第14話:説明書って読む人間から見ると付けといてほしい

春の麗らかな陽気の中で、今日も子供達と遊んでいる3歳となった春。


誕生祭の最中にある違和感を感じた。


なんだろう、空中に三角形が浮いている。


右目の右端も端、小さな三角形はそこに浮いていた。


掴もうと手を伸ばすと何にも触れることなく空を切る。


と、瞬間目の前に大量の文字列が現れた。


これは……


「え、2進数つら。」


「カノイ様?どうかしたの?」


鬼ごっこの途中にもかかわらず、立ち止まった私に違和感を覚えたのか、逃げていたヴァイスが心配そうに話しかけてきた。


とりあえずタッチした。


「なんで!?ひどい!」


「大丈夫、だと思う。
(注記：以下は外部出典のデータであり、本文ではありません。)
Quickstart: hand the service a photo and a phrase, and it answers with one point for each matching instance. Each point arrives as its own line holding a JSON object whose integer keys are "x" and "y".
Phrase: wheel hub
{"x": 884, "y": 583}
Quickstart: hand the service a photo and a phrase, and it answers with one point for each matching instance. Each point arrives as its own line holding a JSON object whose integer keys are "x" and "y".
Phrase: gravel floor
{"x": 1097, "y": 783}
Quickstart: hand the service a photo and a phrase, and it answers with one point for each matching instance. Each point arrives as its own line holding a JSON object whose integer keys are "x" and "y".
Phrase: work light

ちょっと眩暈がしただけ!」


元気よく答えて「じゃあヴォイスも鬼ね!」と伝えると苦笑いをしながらも周りを見回して獲物を探し始める。


後残るはジェイル一人である。


ジェイルは足が速いのでみんなで協力して捕まえるのが定番だ。


来年からはここにフロージと、ヴァイスの弟、シュバルツが加わると思うととても楽しみである。


シュバルツは冬の初め頃、引きこもり始めたあたりで突然生まれたらしく、リーベン家は大層大混乱だったらしい。
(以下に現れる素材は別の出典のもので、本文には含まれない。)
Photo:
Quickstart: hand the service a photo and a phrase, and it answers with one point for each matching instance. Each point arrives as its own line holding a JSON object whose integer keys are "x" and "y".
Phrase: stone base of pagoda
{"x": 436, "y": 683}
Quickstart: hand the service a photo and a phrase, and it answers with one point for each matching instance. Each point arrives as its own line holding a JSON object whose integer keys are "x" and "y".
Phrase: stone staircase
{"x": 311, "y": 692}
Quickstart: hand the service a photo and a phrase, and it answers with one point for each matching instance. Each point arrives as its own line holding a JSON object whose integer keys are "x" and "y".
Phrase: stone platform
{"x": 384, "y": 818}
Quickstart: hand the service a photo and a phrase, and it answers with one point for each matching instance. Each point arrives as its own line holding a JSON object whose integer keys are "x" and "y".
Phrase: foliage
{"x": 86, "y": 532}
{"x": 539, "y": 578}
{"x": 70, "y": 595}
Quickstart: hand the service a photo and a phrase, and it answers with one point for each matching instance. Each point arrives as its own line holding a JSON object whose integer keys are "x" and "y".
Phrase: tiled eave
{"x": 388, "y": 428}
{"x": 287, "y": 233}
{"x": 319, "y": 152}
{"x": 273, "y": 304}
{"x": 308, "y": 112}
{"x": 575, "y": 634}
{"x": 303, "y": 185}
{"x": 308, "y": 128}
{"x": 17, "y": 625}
なんやかんやで出生報告をしに来る頃には落ち着いていた様子だ。


これからも下の子供達が多く生まれてくることだろう。


そう考えると領主の息子として、ちゃんと彼らを導いていかねばと改めて思う。




それはそうと、突然見えるようになった2進数について、考えなければ。


帰宅後、個室となった子供部屋に座り込んで考える。


2進数を読むには、正直めんどくさい。


それも大量だ。


とりあえず、見出しだけ読んでみることにしよう。




「えーっと……で、ば、つ、く、も、お、ど?……デバッグモード?」


デバッグモードって、あのデバッグモード?


プログラムを流している最中に変数を書き換えたり、プログラムを途中で止めたりする、あのデバッグモード!?


もしもそれが本当ならものすごい能力なのでは!?


しかし……使い方がわからない。


あれか、もしかして、全部翻訳して記入内容を変えていかなきゃならないのか?


め、めんどくせー!


そう考えている時にふと、先ほどの翻訳した2進数の一文を確認する。


「あれ?デバッグモード?」


その数値、だったものは”デバッグモード”という文字列に代わっていた。


理解すると翻訳される?……いや、やっぱめんどくさいな。


でも、これは心強い力だ。


生き残るために世界のバグを修正して生きていこう。


きっとそういう役割なのだ。この人生は。


そのために翻訳を……め、めんどくせー!


カノイ・マークガーフ、3歳、神様から面倒くさい贈り物を授かった春の出来事である。